With Mathilde Fontez, editor-in-chief of the scientific magazine Epsiloon, we speak today of our almost uncontrolled tendency, to ask Google for answers as soon as we seek information, to “Google” everything before even thinking.
franceinfo: Would this trend lead us to be more pretentious, to think that we know everything, Mathilde?
Mathilde Fontez: Yes. We tend to do it as soon as we have our phone handy. And we often have our phone handy: when we look for the title of a film, the name of an actor, a date, we “google” before even thinking. And that is not without impact.
This is shown by a rather staggering study. It was conducted by a researcher in cognitive science, from the University of Austin, in the United States. In fact, by dint of “Googling”, our perception of our thoughts becomes confused. We think that it is in us that we found the information, and not on the Internet.
Looks like we knew it!
It’s exactly that. The researcher carried out a dozen different experiments, with people who had access, or not, to Google to answer questionnaires; others with a slow Google; others with Wikipedia.
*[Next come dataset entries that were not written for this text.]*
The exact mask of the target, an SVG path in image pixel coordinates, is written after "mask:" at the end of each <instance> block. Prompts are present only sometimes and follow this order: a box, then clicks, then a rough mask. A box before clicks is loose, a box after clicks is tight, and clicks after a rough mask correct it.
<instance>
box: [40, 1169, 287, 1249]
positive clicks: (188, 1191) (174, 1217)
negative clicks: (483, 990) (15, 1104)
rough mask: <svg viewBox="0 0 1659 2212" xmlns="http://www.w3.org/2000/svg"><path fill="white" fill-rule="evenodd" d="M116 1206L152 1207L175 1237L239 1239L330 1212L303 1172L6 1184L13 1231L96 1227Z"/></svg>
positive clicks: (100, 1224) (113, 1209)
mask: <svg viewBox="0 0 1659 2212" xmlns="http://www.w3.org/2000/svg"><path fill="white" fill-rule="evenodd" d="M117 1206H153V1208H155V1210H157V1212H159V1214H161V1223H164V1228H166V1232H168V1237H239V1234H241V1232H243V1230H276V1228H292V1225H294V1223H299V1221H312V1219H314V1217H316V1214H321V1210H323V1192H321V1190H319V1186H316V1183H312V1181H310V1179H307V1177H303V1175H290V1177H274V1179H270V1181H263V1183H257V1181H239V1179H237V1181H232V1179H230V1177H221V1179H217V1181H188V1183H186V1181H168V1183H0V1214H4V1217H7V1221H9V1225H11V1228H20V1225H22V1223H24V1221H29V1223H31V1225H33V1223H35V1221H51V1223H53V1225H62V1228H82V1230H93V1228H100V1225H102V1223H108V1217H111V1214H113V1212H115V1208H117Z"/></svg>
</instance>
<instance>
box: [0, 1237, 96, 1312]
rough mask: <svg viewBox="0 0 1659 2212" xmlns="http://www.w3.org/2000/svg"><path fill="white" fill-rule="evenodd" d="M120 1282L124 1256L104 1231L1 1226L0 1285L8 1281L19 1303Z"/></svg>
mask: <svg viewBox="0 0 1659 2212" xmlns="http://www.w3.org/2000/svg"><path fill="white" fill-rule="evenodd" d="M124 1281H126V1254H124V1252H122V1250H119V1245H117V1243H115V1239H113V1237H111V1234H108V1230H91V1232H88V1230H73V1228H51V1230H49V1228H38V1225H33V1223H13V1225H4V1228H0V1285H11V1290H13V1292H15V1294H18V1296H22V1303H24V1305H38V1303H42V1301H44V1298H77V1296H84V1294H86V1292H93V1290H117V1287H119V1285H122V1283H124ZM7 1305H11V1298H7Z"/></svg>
And what he observes is that the speed of Google, the fact that the search engine does not necessarily give context for the information – it simply gives the answer – all that is very much like the path that we naturally do with our memory to look for information. The search engine has also been designed in its design for that, to resemble our minds. In short, “googling” short-circuits our search process in our memory, and it replaces it.
Consequence: we tend to confuse Google and our memory. And consequence of this consequence: we become very very confident in our knowledge. In the experiments, those who had used Google overrated their ability to answer the following questions. They overestimated their knowledge, and their memory. They even overestimated their intelligence, their ability to reason.
And it doesn’t do it for Wikipedia?
No, because there, the context around the info reminds our brain that we did a search on the Internet. It’s more like picking up a book, or asking someone.
And it doesn’t either when Google takes 25 seconds to give us the answer. There, we have time to realize that we don’t know, that we have searched, and that we have found the answer on the Internet. It’s quite dizzying, Google has become a real brain prosthesis. Or forget it!